There was never appropriate support for my mental health or social barriers. When I expressed distress brought about by bullying or unsolicited treatment or discrimination – the message was that I needed to handle these on my own, or within the family. The psychological and social issues impacting me were my burden to carry, and if I couldn’t cope – well, that was not an option. 

My mental health has significantly improved throughout the years since the end of my treatment – not because my leg is ‘normal’ (it isn’t), but because I have gained control over my life and body, as well as a community to connect with and a voice to advocate with. Using knowledge, vocabulary and safe spaces I acquired, I can now recognise more clearly when I’m struggling.
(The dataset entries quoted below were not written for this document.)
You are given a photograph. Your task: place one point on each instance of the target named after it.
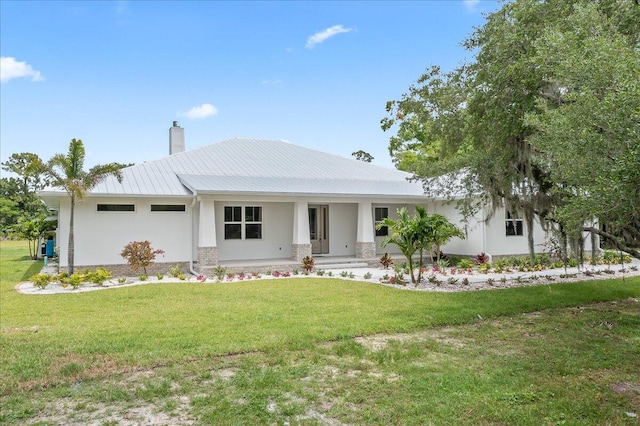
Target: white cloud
(121, 7)
(10, 69)
(202, 111)
(321, 36)
(471, 4)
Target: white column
(365, 223)
(301, 223)
(207, 224)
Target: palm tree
(402, 233)
(422, 235)
(66, 172)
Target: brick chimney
(176, 139)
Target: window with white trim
(168, 207)
(116, 207)
(242, 223)
(380, 214)
(513, 225)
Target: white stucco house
(253, 201)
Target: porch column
(301, 244)
(365, 244)
(207, 243)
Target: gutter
(193, 203)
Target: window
(168, 207)
(381, 213)
(116, 207)
(238, 226)
(513, 225)
(253, 226)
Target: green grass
(282, 350)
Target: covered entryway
(319, 228)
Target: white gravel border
(477, 281)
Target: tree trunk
(528, 218)
(71, 247)
(594, 249)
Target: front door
(319, 229)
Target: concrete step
(341, 265)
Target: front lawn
(269, 338)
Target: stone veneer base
(365, 250)
(299, 251)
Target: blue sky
(117, 73)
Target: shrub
(481, 258)
(139, 254)
(41, 280)
(76, 280)
(220, 271)
(99, 276)
(308, 263)
(386, 261)
(484, 268)
(442, 264)
(175, 270)
(465, 264)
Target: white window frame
(376, 222)
(243, 222)
(513, 222)
(115, 211)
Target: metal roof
(243, 165)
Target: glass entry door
(319, 229)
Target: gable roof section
(258, 166)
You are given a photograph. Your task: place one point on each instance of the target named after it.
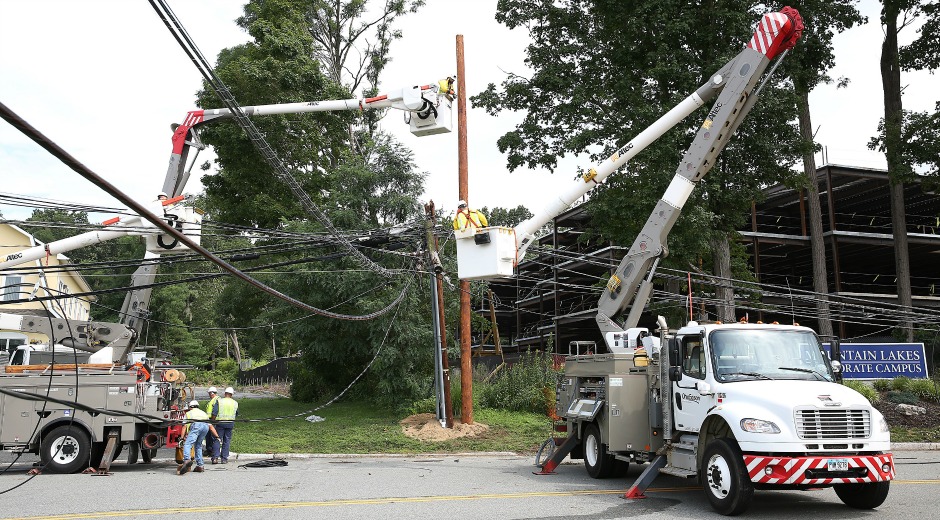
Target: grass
(357, 427)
I have learned what my anxiety feels like and how my downward spirals look like. Facing my mental health just like any other health issue, helps me find old and new strategies to channel my strengths and handle distress. I often write some of my best pieces in weird mental spaces!  
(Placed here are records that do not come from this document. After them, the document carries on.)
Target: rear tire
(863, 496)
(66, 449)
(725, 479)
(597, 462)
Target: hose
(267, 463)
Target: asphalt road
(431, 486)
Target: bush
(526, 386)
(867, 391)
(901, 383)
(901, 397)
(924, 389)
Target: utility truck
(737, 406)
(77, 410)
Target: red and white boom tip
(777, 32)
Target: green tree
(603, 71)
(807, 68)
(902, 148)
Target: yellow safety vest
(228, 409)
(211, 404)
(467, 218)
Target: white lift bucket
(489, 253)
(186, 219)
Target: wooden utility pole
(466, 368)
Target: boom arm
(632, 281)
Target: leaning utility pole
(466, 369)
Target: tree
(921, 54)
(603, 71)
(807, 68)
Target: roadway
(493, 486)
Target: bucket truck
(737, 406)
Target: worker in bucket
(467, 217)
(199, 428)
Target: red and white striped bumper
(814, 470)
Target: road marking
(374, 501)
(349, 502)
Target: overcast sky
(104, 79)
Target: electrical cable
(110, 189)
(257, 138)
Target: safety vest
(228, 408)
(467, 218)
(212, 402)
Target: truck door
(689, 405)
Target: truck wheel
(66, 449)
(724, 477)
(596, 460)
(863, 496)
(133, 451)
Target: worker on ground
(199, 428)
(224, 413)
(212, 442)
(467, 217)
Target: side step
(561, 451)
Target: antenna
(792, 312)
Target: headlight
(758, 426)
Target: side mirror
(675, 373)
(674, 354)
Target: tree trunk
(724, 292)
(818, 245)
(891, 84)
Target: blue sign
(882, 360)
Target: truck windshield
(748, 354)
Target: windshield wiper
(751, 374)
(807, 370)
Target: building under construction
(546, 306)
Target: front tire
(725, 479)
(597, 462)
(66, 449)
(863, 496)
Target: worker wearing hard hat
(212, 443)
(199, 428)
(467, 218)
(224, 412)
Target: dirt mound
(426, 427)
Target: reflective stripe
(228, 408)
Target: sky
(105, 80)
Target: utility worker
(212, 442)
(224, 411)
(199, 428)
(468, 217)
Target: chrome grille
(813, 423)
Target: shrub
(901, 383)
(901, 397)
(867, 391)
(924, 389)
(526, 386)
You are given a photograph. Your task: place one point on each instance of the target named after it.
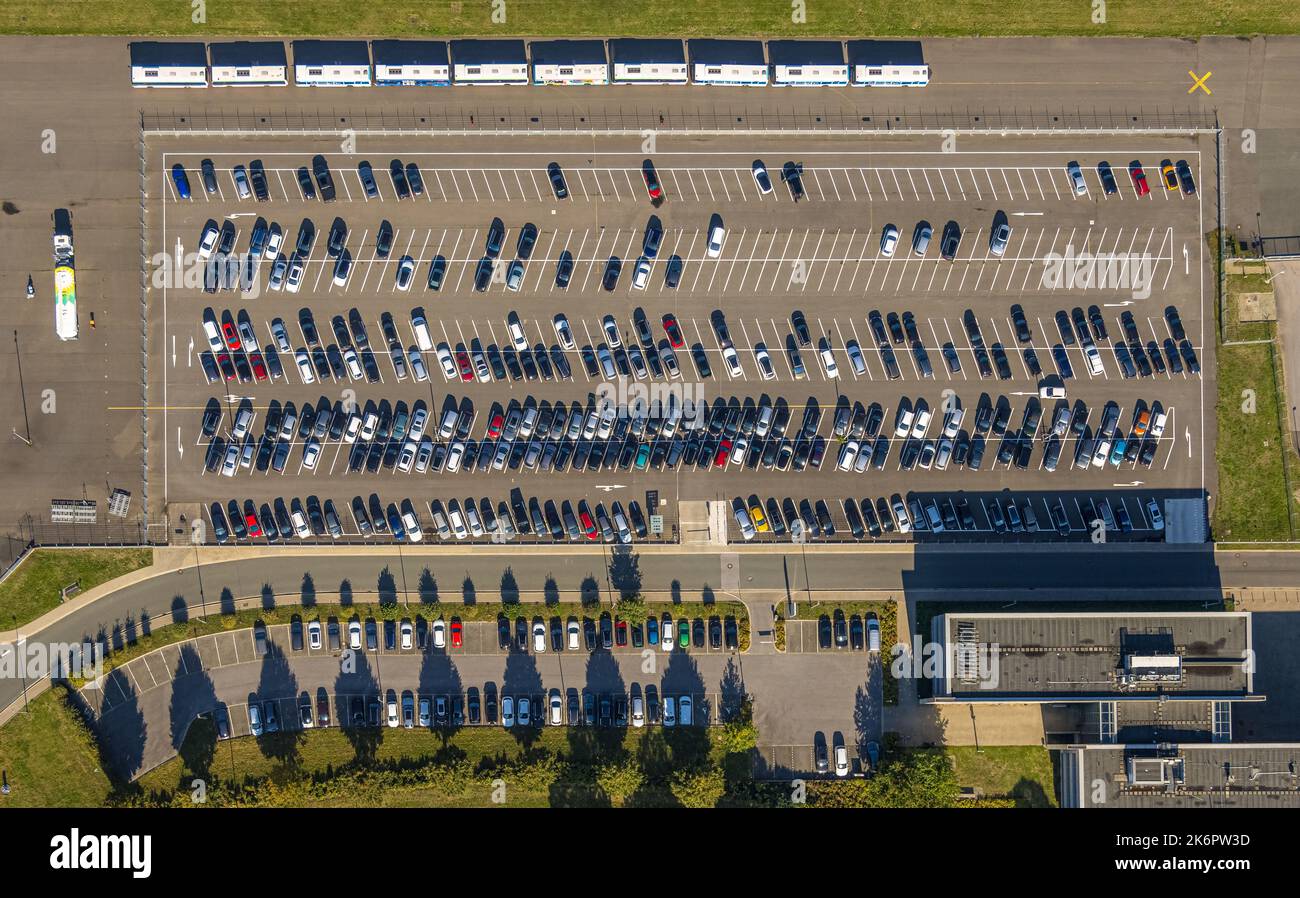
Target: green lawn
(50, 758)
(1252, 490)
(408, 18)
(1019, 772)
(35, 586)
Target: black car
(952, 239)
(612, 268)
(495, 237)
(397, 173)
(792, 173)
(557, 177)
(415, 179)
(527, 241)
(324, 179)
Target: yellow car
(1169, 174)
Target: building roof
(248, 52)
(1213, 775)
(330, 52)
(727, 52)
(1083, 656)
(805, 52)
(167, 52)
(885, 52)
(564, 52)
(635, 51)
(479, 52)
(410, 52)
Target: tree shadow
(428, 588)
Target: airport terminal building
(414, 63)
(489, 63)
(254, 63)
(728, 63)
(163, 64)
(332, 64)
(648, 61)
(570, 63)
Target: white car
(922, 423)
(902, 425)
(304, 367)
(732, 361)
(1155, 516)
(641, 274)
(273, 242)
(515, 328)
(311, 454)
(832, 371)
(449, 367)
(611, 332)
(848, 455)
(715, 241)
(888, 241)
(412, 526)
(208, 239)
(563, 334)
(295, 274)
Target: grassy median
(37, 585)
(50, 758)
(408, 18)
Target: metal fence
(703, 117)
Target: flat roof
(1084, 655)
(248, 52)
(330, 52)
(885, 52)
(632, 51)
(805, 52)
(560, 52)
(733, 52)
(1213, 775)
(410, 52)
(165, 52)
(479, 52)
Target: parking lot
(883, 332)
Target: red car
(230, 335)
(651, 179)
(670, 325)
(1139, 178)
(723, 454)
(259, 365)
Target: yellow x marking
(1199, 81)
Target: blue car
(181, 179)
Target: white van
(421, 332)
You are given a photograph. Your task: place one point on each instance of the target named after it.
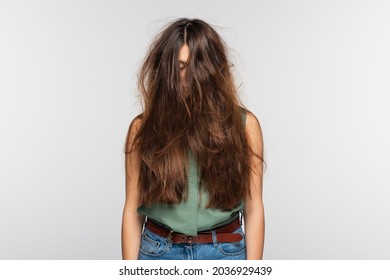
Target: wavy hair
(198, 113)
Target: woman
(194, 157)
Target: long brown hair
(199, 113)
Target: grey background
(316, 74)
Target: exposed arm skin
(131, 221)
(254, 210)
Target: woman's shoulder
(251, 120)
(135, 123)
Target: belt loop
(214, 236)
(169, 238)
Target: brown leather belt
(223, 233)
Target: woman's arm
(131, 221)
(254, 210)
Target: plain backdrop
(315, 73)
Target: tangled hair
(198, 113)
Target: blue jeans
(155, 247)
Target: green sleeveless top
(191, 216)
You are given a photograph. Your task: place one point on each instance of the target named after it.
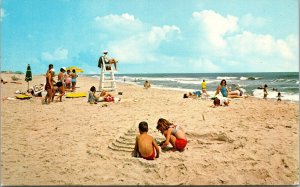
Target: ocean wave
(250, 78)
(226, 78)
(273, 95)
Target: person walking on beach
(73, 76)
(279, 96)
(60, 84)
(49, 86)
(204, 88)
(174, 134)
(147, 84)
(68, 79)
(265, 91)
(145, 145)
I have been very lucky to have supportive family and friends throughout the years, who have helped me get through and find my paths. I have also been privileged to access wonderful support in recent years, as well as a community. Not everyone is as lucky. 

The mental distress risks for any child, adolescent and adult living with physical disabilities, are often preventable. Our society needs to change – visibility, inclusion and access are essential. Just as important is the consideration of psychosocial factors in disabled children and adults’ treatments and supports. Every health professional caring for people with disabilities must be aware of these risks and enable appropriate supports and advocacy. Every mental health professional must become aware of disability issues. 
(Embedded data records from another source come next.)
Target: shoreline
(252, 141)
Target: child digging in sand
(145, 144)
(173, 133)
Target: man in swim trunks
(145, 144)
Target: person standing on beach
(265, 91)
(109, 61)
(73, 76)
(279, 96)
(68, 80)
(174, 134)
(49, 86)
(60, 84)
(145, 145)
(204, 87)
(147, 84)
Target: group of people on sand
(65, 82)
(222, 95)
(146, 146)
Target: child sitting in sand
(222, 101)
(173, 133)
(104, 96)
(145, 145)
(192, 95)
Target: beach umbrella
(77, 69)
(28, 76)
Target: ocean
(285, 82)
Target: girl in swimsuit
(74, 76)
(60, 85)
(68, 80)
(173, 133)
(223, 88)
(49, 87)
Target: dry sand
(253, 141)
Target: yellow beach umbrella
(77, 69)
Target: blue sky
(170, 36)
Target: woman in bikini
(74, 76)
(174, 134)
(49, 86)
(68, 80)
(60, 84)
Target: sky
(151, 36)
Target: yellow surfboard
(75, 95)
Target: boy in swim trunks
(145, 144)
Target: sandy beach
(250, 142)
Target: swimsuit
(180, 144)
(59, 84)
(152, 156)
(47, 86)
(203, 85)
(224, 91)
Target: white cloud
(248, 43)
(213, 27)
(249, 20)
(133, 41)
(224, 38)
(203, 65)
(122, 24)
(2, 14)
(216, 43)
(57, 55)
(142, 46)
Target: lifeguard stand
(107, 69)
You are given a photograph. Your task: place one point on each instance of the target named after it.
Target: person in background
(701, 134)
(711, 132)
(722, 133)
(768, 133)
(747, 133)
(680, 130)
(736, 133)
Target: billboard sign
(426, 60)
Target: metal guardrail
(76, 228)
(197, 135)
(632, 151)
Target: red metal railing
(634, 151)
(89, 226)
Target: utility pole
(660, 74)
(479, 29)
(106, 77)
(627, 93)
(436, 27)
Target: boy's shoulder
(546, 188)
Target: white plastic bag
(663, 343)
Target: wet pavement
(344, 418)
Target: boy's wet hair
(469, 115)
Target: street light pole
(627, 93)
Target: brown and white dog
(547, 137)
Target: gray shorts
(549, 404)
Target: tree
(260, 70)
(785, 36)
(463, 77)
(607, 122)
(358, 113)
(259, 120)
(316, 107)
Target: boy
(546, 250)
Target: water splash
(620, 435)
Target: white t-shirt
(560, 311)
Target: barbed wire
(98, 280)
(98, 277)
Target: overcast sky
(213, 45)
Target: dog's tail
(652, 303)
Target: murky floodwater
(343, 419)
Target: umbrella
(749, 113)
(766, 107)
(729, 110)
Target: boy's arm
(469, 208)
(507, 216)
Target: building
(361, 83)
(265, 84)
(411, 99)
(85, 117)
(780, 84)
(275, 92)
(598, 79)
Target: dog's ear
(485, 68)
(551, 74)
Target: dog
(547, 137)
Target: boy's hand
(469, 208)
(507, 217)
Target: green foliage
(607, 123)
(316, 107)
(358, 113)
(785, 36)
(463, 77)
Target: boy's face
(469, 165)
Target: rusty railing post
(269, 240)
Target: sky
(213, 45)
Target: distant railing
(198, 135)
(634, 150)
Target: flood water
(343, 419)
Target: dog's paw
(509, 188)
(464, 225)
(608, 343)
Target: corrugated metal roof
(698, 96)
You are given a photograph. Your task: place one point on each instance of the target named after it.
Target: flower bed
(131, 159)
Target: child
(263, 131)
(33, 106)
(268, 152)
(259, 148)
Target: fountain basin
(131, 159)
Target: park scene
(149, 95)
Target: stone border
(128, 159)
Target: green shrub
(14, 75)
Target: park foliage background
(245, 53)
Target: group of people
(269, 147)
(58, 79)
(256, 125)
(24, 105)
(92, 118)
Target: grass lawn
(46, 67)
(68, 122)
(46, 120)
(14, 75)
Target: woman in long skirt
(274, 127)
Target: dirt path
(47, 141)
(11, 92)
It is time to talk about how ableism in society, in the medical system, in workplaces and in the education system – all impact mental health of individuals with disabilities. We must acknowledge that ableism, discrimination, bullying and exclusion all have a huge part to play in disabled lives’ mental health. We must acknowledge that much anxiety, depression, frustration, trauma and suicidal ideation, can be prevented through social change. Prioritising each individual’s needs is key. Disability equity should look like every disabled person having a full say in what they need, children included. Social and psychological supports, including advocacy and decision-making supports, should be prioritised as essential services, not a side-note. 

This is a matter of life or death, as well as respect and quality of life. We all deserve to live our best life, and no one’s health should suffer because of their race, disability status, gender, or sexual orientation. 

Like many other disability advocates, I too want to dispel stereotypes about disability being a horrible thing. What we need to include in this conversation is the intersection between physical disabilities and mental health. I certainly don’t have all the answers. We all must ask the questions.

Let’s practice thinking of the complex – instead of oversimplifying this world. Having a disability is normal, it is cool, and it is sexy. Experiencing mental distress and social struggles because of it – is not.